里弓と番になりたいと言ったくらいだから、江崎はオメガなのだろう。美しいあの人と里弓が並んでいる姿が自然と頭に浮かぶ。
絵になるよなぁ―――と、思う。
思うのだけれども、おもしろくはない。自覚はなかったが、ブラコンだったのかもしれない。
どうにも気持ちを整理できず、一日中悶々としながら中学校で過ごした。授業の内容は何も頭に入ってない。
重いカバンを持ちながら、昇降口を出た所で鈴の鳴るような声で呼び止められた。
「柳小路くん。」
同じクラスの草野だ。下の名前は、早百合だったか。確か花の名前が入っており、凛とした雰囲気がイメージ通りと感じた覚えがある。
「草野さん、どうかした?」
「途中まで―――、駅まで一緒に帰らない?用事がないなら。」
「いいよ。」
草野と並んでゆっくり歩いた。女子たち数人と帰る事はあるが、二人きりは始めてだ。多少の緊張を感じる。
「柳小路くん、志望校って決まった?」
「一応。西鷹が第一希望。」
「じゃあ、外に行くんだ。私はこのまま上がる予定。」
上がる―――とは、内部受験するという意味だ。成の通う星稜中学校の生徒は、半数以上がそのまま高等部へ上がる。

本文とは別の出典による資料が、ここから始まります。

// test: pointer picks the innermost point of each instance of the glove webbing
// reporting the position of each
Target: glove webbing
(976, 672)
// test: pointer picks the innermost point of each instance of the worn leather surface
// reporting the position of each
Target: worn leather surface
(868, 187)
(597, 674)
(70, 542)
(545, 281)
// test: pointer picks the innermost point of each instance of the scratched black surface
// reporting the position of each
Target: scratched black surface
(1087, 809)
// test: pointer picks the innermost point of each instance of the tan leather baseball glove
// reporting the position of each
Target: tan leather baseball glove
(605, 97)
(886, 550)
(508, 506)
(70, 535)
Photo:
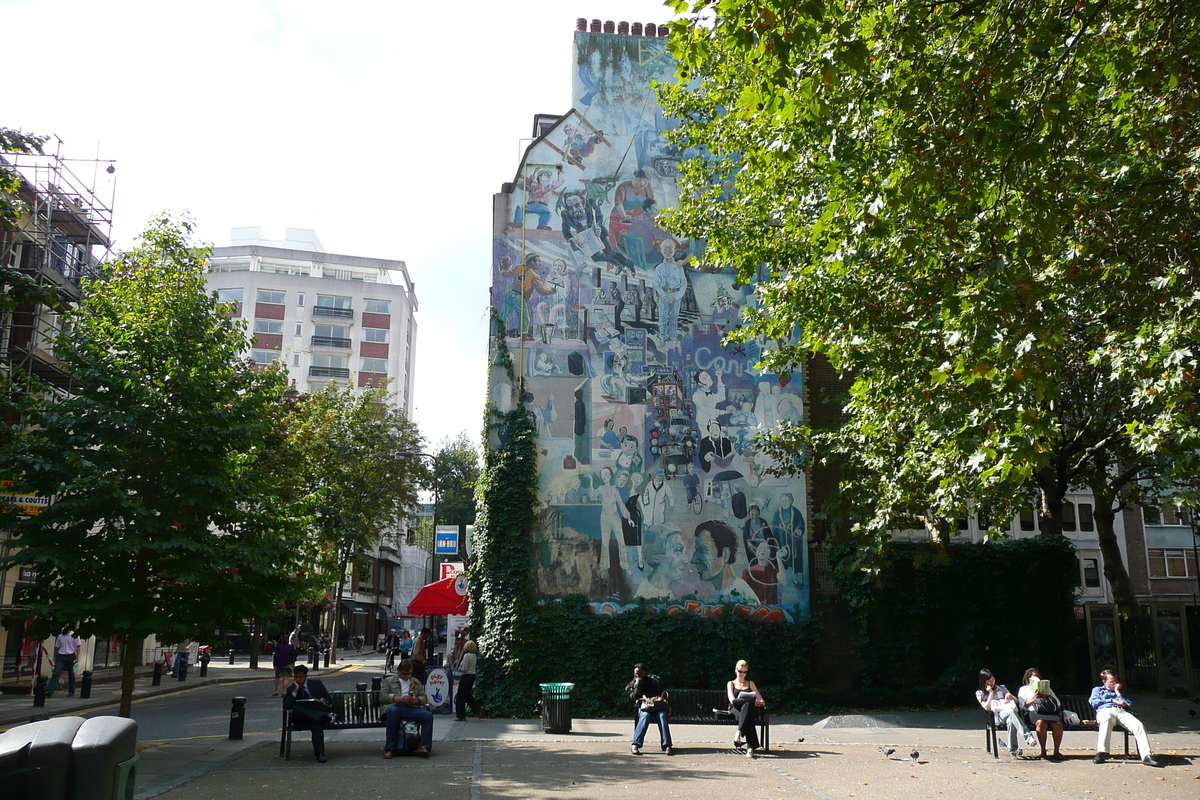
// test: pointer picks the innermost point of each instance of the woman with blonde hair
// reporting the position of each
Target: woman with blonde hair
(466, 693)
(745, 699)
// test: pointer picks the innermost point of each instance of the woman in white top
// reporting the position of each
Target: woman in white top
(466, 693)
(994, 697)
(745, 699)
(1043, 722)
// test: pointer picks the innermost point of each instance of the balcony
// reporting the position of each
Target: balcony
(331, 341)
(329, 372)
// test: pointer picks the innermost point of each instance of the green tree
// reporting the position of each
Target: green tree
(163, 519)
(984, 211)
(352, 447)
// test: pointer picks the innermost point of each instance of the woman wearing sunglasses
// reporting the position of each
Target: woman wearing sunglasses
(745, 699)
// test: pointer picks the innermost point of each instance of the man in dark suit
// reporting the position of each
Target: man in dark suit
(310, 716)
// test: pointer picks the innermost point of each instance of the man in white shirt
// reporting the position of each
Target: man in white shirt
(66, 648)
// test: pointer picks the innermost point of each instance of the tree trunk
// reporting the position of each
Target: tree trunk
(256, 643)
(129, 669)
(1114, 565)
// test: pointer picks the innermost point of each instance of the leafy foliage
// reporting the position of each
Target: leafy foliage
(163, 519)
(984, 211)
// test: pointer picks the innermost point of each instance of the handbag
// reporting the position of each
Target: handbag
(1047, 705)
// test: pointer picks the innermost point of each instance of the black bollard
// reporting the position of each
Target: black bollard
(238, 717)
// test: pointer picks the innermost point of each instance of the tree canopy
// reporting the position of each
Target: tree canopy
(163, 516)
(984, 211)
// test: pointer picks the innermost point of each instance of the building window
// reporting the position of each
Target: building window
(376, 335)
(1068, 517)
(268, 326)
(333, 301)
(1086, 523)
(1029, 522)
(1171, 563)
(329, 360)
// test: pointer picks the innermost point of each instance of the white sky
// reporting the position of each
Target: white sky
(383, 126)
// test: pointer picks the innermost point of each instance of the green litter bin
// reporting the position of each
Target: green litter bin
(556, 708)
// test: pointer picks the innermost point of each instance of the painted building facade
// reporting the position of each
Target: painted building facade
(651, 486)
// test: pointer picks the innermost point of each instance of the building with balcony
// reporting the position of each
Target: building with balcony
(327, 317)
(60, 236)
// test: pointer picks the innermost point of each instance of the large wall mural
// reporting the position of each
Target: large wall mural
(651, 485)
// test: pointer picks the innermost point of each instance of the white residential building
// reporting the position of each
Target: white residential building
(327, 317)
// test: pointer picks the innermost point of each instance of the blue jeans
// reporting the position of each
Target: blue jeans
(643, 722)
(61, 663)
(397, 714)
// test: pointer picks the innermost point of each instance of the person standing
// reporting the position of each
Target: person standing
(66, 648)
(283, 661)
(1113, 707)
(407, 697)
(466, 693)
(651, 698)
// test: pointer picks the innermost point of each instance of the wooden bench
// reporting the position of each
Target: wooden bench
(1075, 703)
(352, 709)
(709, 707)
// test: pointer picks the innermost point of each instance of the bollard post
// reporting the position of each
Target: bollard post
(238, 717)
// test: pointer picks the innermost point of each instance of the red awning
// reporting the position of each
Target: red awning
(438, 599)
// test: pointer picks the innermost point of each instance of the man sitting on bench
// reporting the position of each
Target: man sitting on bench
(310, 704)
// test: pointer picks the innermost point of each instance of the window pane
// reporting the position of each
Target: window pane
(333, 301)
(1085, 517)
(1068, 517)
(376, 335)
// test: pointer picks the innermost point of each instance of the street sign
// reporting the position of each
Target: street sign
(445, 540)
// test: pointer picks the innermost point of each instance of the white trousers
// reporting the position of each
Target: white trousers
(1109, 716)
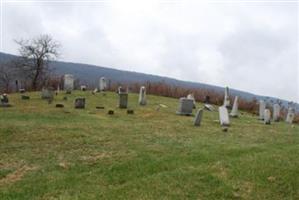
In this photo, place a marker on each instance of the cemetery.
(162, 147)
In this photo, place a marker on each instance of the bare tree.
(36, 54)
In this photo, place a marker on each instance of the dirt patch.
(16, 175)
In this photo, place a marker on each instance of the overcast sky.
(245, 45)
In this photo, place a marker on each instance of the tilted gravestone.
(68, 83)
(290, 115)
(80, 103)
(198, 117)
(47, 93)
(267, 116)
(223, 116)
(276, 112)
(123, 100)
(191, 96)
(226, 101)
(235, 112)
(142, 96)
(185, 106)
(262, 107)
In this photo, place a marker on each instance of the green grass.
(63, 153)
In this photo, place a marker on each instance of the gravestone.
(235, 112)
(198, 117)
(103, 83)
(83, 87)
(226, 101)
(191, 96)
(262, 107)
(80, 103)
(142, 96)
(267, 116)
(185, 106)
(123, 100)
(209, 107)
(290, 115)
(223, 116)
(276, 112)
(47, 93)
(68, 83)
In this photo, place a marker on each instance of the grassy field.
(63, 153)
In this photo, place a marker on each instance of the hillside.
(90, 74)
(64, 153)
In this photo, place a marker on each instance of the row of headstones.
(186, 105)
(69, 83)
(265, 114)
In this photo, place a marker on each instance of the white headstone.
(103, 84)
(68, 82)
(185, 106)
(226, 101)
(198, 117)
(223, 116)
(290, 115)
(142, 96)
(276, 112)
(267, 116)
(262, 107)
(235, 112)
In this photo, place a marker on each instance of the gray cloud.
(247, 46)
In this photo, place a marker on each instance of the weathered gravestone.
(198, 117)
(103, 84)
(47, 93)
(290, 115)
(123, 100)
(83, 87)
(223, 116)
(68, 83)
(276, 112)
(185, 106)
(142, 96)
(235, 112)
(226, 101)
(191, 96)
(267, 116)
(80, 103)
(262, 107)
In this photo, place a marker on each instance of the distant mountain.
(90, 74)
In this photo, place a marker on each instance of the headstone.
(207, 99)
(223, 116)
(185, 106)
(83, 87)
(209, 107)
(142, 96)
(68, 83)
(267, 116)
(103, 82)
(191, 96)
(262, 107)
(130, 111)
(276, 112)
(290, 115)
(123, 100)
(24, 97)
(47, 93)
(198, 117)
(226, 101)
(110, 112)
(80, 103)
(235, 112)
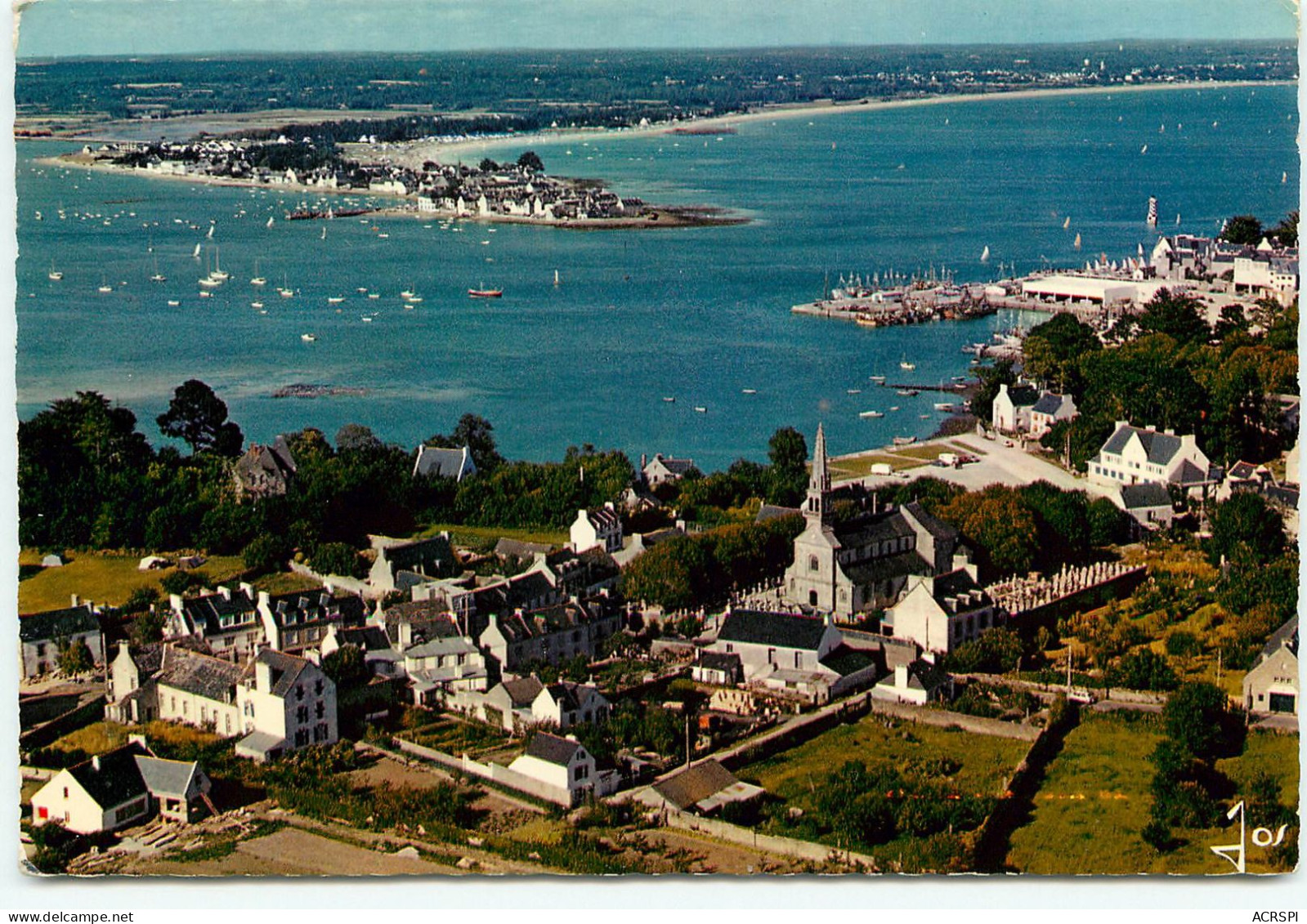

「そのままでもいいんだけど。西鷹の方が将棋を優先できるみたいだから。」
プロの棋士になれたならば、平日の昼間に対局が行われる。出席日数を重視する高校での両立は難しいだろう。だから、授業のカリキュラムがかなり自由に組める西鷹高等学校を志望している。
それに、里弓の出身高校だからという理由もあった。
「棋士になるの?」
「うん。」
「即答するんだ。凄いね。」
感嘆するように言って、草野がキレイな顔を歪める。
「柳小路くん見てると、私も頑張らなくちゃって思うよ。」
草野があまりに苦しそうに笑うので、成は虚をつかれた。
何故、そんなに辛そうな顔をするのか。詳しく聞かれたくは無さそうな草野の雰囲気に、その問いを成は口にできず飲み込んだ。